Taking the Time to Make a Difference

What does it take to make a difference?

BY PAUL R. LEINGANG
Father Hilary F. Vieck

(Listen to Paul read this column | Weekly podcast)

Did I hear that correctly?

On my way home from an early Sunday morning trip for a special parish celebration, I stopped at a fast food store for a breakfast sandwich and a cup of coffee.

As I sat down at an isolated table, a conversation was underway in the next section. Three men were discussing automobile salvage.

They discussed the price of truck batteries versus automobile batteries, about nine dollars versus six dollars, one man said. He had apparently collected about 10 batteries to take to the salvage yard recently, and reported on his payment.

They discussed the various restrictions on what a salvage yard would accept. Gas tanks and radiators had to be drained, and at one place, an automobile’s tires had to be removed, according to one man who was part of the conversation.

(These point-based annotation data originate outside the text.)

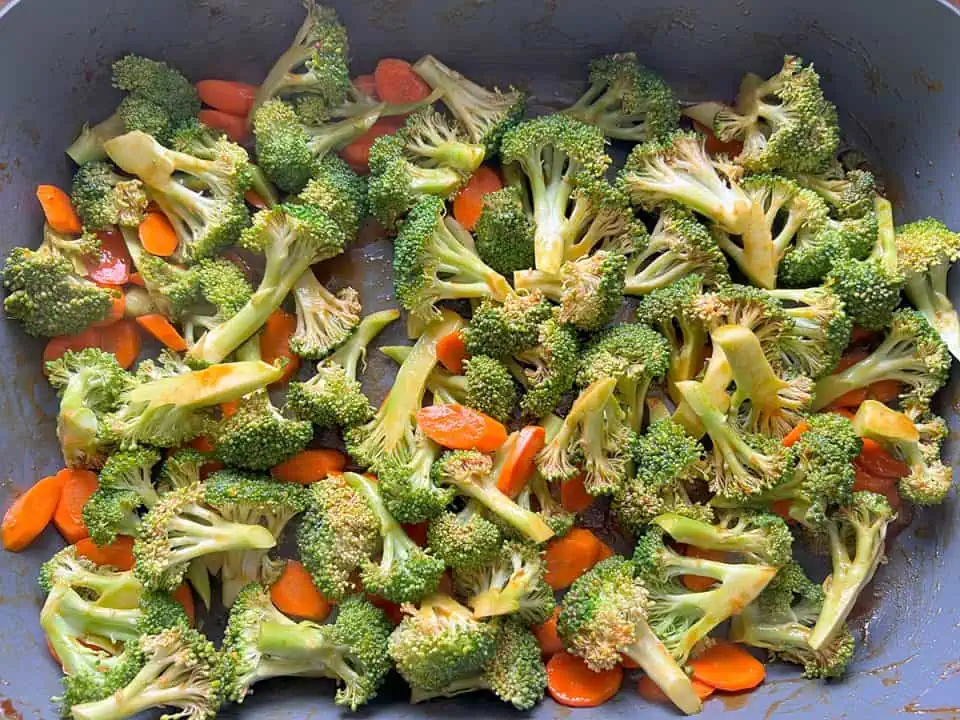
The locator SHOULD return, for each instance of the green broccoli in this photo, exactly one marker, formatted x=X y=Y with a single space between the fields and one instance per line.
x=551 y=152
x=925 y=251
x=484 y=114
x=440 y=642
x=158 y=101
x=430 y=264
x=261 y=642
x=205 y=217
x=779 y=621
x=626 y=100
x=604 y=617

The last bit of information that I heard before I left — if I heard it correctly — had to do with one man’s practice to boost his income.

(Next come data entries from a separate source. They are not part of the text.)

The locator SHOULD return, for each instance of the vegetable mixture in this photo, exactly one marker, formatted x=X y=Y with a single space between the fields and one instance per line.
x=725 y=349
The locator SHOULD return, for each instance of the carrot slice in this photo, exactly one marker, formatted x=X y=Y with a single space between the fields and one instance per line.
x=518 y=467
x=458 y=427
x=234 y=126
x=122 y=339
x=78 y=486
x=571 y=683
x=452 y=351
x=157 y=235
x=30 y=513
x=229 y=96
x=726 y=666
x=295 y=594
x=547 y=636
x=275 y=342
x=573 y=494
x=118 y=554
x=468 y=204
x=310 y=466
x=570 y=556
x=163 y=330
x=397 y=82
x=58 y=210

“I take the garden hose and soak the inside,” he said. The water in the carpets and upholstery, of course, adds weight to the car — with or without its tires and whatever else needs to be removed before it is weighed for scrap metal.

I wish what he said was not such a common practice. But I know such dealings are part of too many transactions, all the way from the local junkyard to international trade by global companies.

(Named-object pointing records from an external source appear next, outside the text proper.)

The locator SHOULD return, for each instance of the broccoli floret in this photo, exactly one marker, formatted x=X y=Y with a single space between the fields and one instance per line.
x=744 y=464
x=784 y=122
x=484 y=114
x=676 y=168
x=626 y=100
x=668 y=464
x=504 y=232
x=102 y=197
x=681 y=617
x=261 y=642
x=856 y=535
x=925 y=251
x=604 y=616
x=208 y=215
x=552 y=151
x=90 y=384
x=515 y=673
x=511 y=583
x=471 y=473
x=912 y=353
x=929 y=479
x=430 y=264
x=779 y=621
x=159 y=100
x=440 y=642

I remember the outrage — even revulsion — that I felt, as an American who grew up on a farm, when I first learned about “blending” practices used by international grain sellers.

One of the great pleasures of summer on the farm for me was walking to the wheat field, pulling a few heads of wheat from their stalks and rubbing them between my hands. The grains would emerge, and the chaff would blow away in the wind. The ripe kernals were hard, but they tasted fresh and wonderful. I recalled the Gospel story of the apostles doing just the same thing.

The truth is hard to hear, that one of the largest companies in the world desecrated — and maybe continues to desecrate — the sanctity of the grain given to us by God for our daily bread.

The company, according to published reports some years ago, was repeatedly cited for “blending” — that is, adding foreign matter to its grain.

One account gave an example of an export contract that allowed for as much eight percent of the grain volume to be foreign matter. If the grain provided by American farmers had only a little foreign matter, the exporting company would mix in dirt and gravel — until the maximum variation was reached.

The result? Foreign buyers paid wheat prices for dirt. The company made unjust profits. And the world judged American farmers on the evidence in hand. Our “amber waves of grain” were soiled for a few dollars more.

* * *

There is no real difference between adding water weight to a junk car and adding dirt and gravel to grain intended to feed another nation.

“Do not act dishonestly in using measures of length or weight or capacity,” the Lord said to Moses, as told in Leviticus 19. “You shall have a true scale and true weights,” the passage continues, reminding the hearers that the one who gives these laws is the Lord, your God, “who brought you out of the land of Egypt.”

* * *

The challenge of Christian life is to be honest in dealings with others on a personal level, and also to demand justice from others in their dealings.

It is not enough for one to say, I am fair in all of my dealings, while refusing to confront unfairness and injustice on the part of those who lead our cities and our civil society, allowing the poor to be cheated and exploited by neglect or even by design.

We are not called to turn away from what we hear, or to fear offending those who are doing wrong. Some days, it takes outrage to begin to make a difference.